Concorsone 121203122737
ISTRUZIONE E PRECARI
3 Dicembre Dic 2012 1330 03 dicembre 2012

Concorsone, prova all'ultimo minuto

Scuola: il test di sbarramento per docenti.

  • ...

Decine di migliaia di precari della scuola attendono il Concorsone per entrare di ruolo.

Cinquanta quesiti in 50 minuti. Potrebbe essere il titolo di un B-movie poliziesco. E invece è l'estrema sintesi del test di sbarramento del Concorsone, quello che decine di migliaia di precari della scuola aspettano da anni per entrare di ruolo.
Il Concorsone funziona così: prima dello scritto di materia, dell'orale e della prova pratica c'è questo test progettato per scremare un bel po' di aspiranti docenti e snellire le selezioni successive.
QUESITI A SCELTA MULTIPLA. Dunque 50 domande a scelta multipla (quattro opzioni fra cui scegliere) divise in quattro aree: informatica (sette), lingua straniera (sette), capacità logiche (18), comprensione del testo (18). Si passa se si guadagnano 35 punti. La risposta esatta vale un punto, quella non data è zero, quella sbagliata comporta mezzo punto in meno. Quindi in teoria se si risponde bene a 35 domande e si lasciano in bianco le altre, si passa il test. L'importante è non dare risposte di cui non si è certi.
ELASTICITÀ E CONCENTRAZIONE. Ma un minuto a risposta è tanto o è poco? Dipende dalla formazione e dall'elasticità mentale del candidato, certo. Ma anche dalla capacità di concentrazione.
Sicuramente bisogna saper economizzare il tempo: i quesiti più «costosi» sono quelli in cui si deve leggere con attenzione un brano non necessariamente breve (ce ne sono anche di 600 battute) e piuttosto tecnico (magari sui risultati di una ricerca scientifica) per rispondere a una domanda finale insidiosa, scegliendo fra opzioni simili tra loro o molto articolate. In questo caso un minuto forse non basta, quindi occorre sottrarre secondi preziosi a domande più semplici.
FREQUENTAZIONI CON LOGICA E MATEMATICA. I candidati avranno a disposizione solo un monitor e un mouse, quindi alcuni skill faranno la differenza: per esempio, saper calcolare a occhio una percentuale o una proporzione. Anche una frequentazione delle serie numeriche, dell'insiemistica e delle negazioni nidificate non guasta.
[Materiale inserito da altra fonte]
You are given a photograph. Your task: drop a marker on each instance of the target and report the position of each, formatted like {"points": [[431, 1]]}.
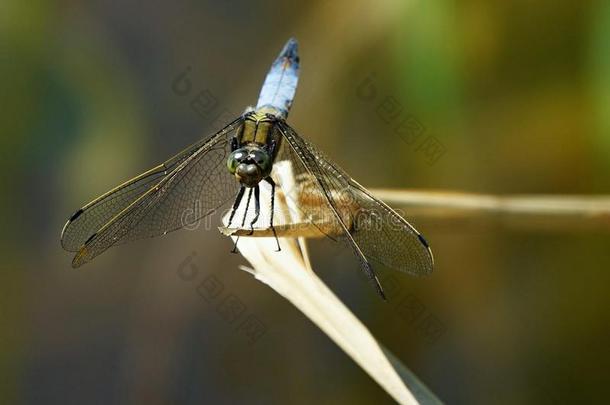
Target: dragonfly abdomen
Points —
{"points": [[280, 84]]}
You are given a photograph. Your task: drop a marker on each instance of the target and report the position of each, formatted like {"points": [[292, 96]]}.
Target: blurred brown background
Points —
{"points": [[516, 94]]}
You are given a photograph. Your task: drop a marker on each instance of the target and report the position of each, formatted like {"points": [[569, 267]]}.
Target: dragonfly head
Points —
{"points": [[250, 165]]}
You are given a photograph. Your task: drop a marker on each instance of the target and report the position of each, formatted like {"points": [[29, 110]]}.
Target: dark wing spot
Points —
{"points": [[90, 237], [422, 240], [76, 214]]}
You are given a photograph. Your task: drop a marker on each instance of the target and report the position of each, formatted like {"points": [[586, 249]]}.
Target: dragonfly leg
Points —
{"points": [[257, 208], [272, 183], [236, 204], [243, 221], [234, 144]]}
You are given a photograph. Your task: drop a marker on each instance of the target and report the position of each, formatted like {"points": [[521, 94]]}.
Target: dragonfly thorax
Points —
{"points": [[250, 164]]}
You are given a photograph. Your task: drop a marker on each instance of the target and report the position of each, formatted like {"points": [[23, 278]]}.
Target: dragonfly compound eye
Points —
{"points": [[248, 174], [262, 160], [235, 158]]}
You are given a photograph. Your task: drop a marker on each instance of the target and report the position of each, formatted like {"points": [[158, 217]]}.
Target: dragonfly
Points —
{"points": [[230, 166]]}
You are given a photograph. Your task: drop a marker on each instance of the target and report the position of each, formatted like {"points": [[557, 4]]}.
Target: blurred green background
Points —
{"points": [[517, 93]]}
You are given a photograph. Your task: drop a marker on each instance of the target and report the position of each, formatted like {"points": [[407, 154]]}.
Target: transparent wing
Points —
{"points": [[374, 230], [185, 188]]}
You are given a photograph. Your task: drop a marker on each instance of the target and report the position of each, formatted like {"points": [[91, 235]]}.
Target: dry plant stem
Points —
{"points": [[288, 272], [522, 211]]}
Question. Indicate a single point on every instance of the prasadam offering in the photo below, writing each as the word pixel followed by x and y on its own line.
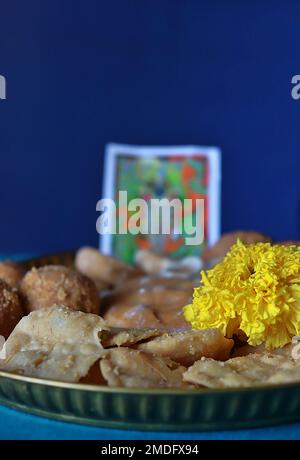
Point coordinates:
pixel 235 327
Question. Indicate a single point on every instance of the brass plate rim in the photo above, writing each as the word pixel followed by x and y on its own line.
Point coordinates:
pixel 145 391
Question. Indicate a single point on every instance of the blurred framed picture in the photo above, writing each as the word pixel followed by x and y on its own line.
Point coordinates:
pixel 154 172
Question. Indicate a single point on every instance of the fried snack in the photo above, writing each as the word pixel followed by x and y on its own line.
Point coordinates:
pixel 55 284
pixel 187 347
pixel 127 337
pixel 103 270
pixel 56 343
pixel 149 302
pixel 247 371
pixel 10 309
pixel 220 249
pixel 132 316
pixel 246 350
pixel 125 367
pixel 152 263
pixel 11 272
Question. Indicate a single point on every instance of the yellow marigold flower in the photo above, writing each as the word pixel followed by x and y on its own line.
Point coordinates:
pixel 255 289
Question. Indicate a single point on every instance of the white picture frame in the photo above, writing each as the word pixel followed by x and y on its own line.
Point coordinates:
pixel 113 151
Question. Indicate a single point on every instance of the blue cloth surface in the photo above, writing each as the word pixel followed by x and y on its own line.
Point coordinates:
pixel 18 425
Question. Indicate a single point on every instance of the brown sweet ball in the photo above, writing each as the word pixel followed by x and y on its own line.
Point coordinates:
pixel 105 271
pixel 10 309
pixel 56 284
pixel 11 272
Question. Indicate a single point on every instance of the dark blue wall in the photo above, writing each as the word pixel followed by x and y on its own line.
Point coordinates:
pixel 80 74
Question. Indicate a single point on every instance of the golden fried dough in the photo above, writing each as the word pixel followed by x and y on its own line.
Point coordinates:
pixel 55 343
pixel 149 302
pixel 11 272
pixel 55 284
pixel 128 316
pixel 103 270
pixel 189 346
pixel 127 337
pixel 125 367
pixel 220 249
pixel 10 309
pixel 246 371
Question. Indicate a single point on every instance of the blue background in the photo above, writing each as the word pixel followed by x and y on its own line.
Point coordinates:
pixel 84 73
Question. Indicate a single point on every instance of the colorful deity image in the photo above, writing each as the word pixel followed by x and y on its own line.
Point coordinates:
pixel 157 177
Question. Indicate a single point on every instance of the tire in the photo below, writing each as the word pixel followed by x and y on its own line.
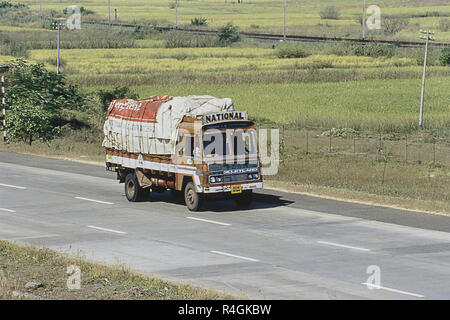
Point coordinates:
pixel 133 191
pixel 191 197
pixel 177 195
pixel 245 199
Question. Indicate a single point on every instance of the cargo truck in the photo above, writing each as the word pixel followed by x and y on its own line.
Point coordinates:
pixel 198 147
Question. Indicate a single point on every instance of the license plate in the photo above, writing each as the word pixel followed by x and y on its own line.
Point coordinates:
pixel 236 189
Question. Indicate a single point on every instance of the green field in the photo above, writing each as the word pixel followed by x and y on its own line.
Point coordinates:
pixel 303 16
pixel 370 91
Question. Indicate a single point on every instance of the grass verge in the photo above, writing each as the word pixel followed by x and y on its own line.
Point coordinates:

Sconsigliato perder troppo tempo su domande complesse

Sul sito del Miur sono disponibili per gli iscritti le simulazioni dei quesiti.

Lettera43.it ha provato a cimentarsi con uno dei test di esercitazione disponibili sul sito del Miur, scegliendo l'inglese come lingua straniera. Domande alla portata di chiunque abbia una buona conoscenza della grammatica si alternano a prove di comprensione di un testo piuttosto complesso.
INFORMATICA A OSTACOLI. I quesiti di informatica vanno dai più banali (direste mai che un hardisk è un antivirus?) a quelli non scontati: «Quale di queste non è una risoluzione corretta per un monitor?». Seguono quattro alternative molto simili e se non si è del mestiere ci si potrebbe anche cascare. Oppure: «La funzione di un pop server è spedire posta elettronica o riceverla?».
TUTTO IN WINDOWS. ADDIO MAC. In ogni caso, tutte le domande di questa area si riferiscono all'ambiente Windows, quindi gli utenti Mac dovranno accantonare la loro inclinazione «choosy» per ripassare le funzioni principali del sistema di Bill Gates.
Altro particolare. Non è obbligatorio rispondere ai quesiti in sequenza: si possono lasciare indietro domande troppo complesse per affrontarle in un secondo momento, se avanza tempo.
Per esempio, di fronte alla domanda: «Quanti numeri di due cifre si possono formare con 1,2,3,4,5 ammettendo ripetizioni?», se si impiegano più di 30 secondi a decidere, è meglio passare al quesito successivo per evitare di rimanere incagliati.
POLEMICHE ALL'ORIZZONTE. Per il resto, i test sembrano progettati appositamente per suscitare polemiche e anche questo dovrà onorare la tradizione.
Viene da chiedersi, con sincera curiosità, perché un aspirante docente dovrebbe saper identificare fra quattro stringhe di caratteri, quella in cui la lettera «E» viene ripetuta esattamente cinque volte.
Però almeno ci siamo liberati di quelle prove assurde di nozionismo puro, in cui per entrare a odontoiatria bisognava conoscere la data di nascita di Francisco Goya.